Kepala Divisi Kredit Pemilikan Rumah Bersubsidi PT. Bank Tabungan Negara (Persero) Tbk, Budi Permana, tidak mempersoalkan perubahan skema komposisi KPR FLPP dari 75:25 menjadi 50:50. “Skema pendanaan 50:50 tidak menjadi isu karena BTN tidak ada masalah dengan likuiditas. Apabila margin masih 5%, maka itu akan jadi permasalahan.
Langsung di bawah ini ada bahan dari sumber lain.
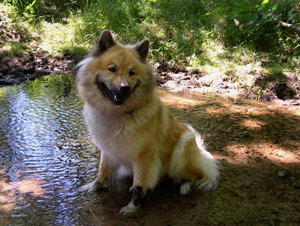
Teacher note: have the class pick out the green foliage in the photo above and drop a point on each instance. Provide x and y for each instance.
(181, 31)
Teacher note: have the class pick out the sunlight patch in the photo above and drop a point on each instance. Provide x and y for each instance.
(249, 154)
(253, 124)
(178, 100)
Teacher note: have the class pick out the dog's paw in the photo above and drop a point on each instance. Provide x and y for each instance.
(185, 188)
(90, 187)
(129, 209)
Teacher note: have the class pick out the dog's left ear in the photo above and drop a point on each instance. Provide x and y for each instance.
(103, 42)
(143, 48)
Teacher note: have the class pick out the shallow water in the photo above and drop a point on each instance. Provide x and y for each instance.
(45, 154)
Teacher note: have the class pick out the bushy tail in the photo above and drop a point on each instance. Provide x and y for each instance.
(207, 164)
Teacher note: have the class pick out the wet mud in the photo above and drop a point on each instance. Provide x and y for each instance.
(46, 155)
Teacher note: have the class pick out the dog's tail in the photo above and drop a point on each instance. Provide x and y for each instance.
(206, 164)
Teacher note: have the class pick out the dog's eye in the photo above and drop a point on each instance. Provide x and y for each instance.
(131, 72)
(112, 69)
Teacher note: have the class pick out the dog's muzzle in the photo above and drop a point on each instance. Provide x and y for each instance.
(117, 96)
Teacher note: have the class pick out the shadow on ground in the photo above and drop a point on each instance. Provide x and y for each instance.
(258, 147)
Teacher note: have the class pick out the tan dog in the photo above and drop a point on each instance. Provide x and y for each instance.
(133, 128)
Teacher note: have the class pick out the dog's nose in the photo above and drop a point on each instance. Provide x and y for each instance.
(124, 90)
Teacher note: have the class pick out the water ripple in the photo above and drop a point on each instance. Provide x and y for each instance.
(45, 153)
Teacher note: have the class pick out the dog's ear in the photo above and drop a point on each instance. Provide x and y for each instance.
(143, 48)
(103, 42)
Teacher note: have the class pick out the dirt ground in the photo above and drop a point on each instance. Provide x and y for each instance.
(258, 146)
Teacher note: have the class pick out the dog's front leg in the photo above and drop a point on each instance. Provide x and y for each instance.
(146, 172)
(104, 172)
Kalau suku bunganya dinaikkan menjadi 7% hingga 8%, tentunya akan lebih menarik bagi bank penyalur karena ada profit margin yang sama dengan skema komposisi 75:25,” tutur Budi.
Imam menambahkan, rencananya skema baru komposisi KPR subsidi di tahun depan menggunakan suku bunga tiering. “Sampai dengan tahun ke-10 tenor cicilan masih dalam masa subsidi sehingga tingkat bunga pinjaman sebesar 5%. Selanjutnya, akan berlaku suku bunga tier antara 6% hingga maksimal 7%,” ucapnya.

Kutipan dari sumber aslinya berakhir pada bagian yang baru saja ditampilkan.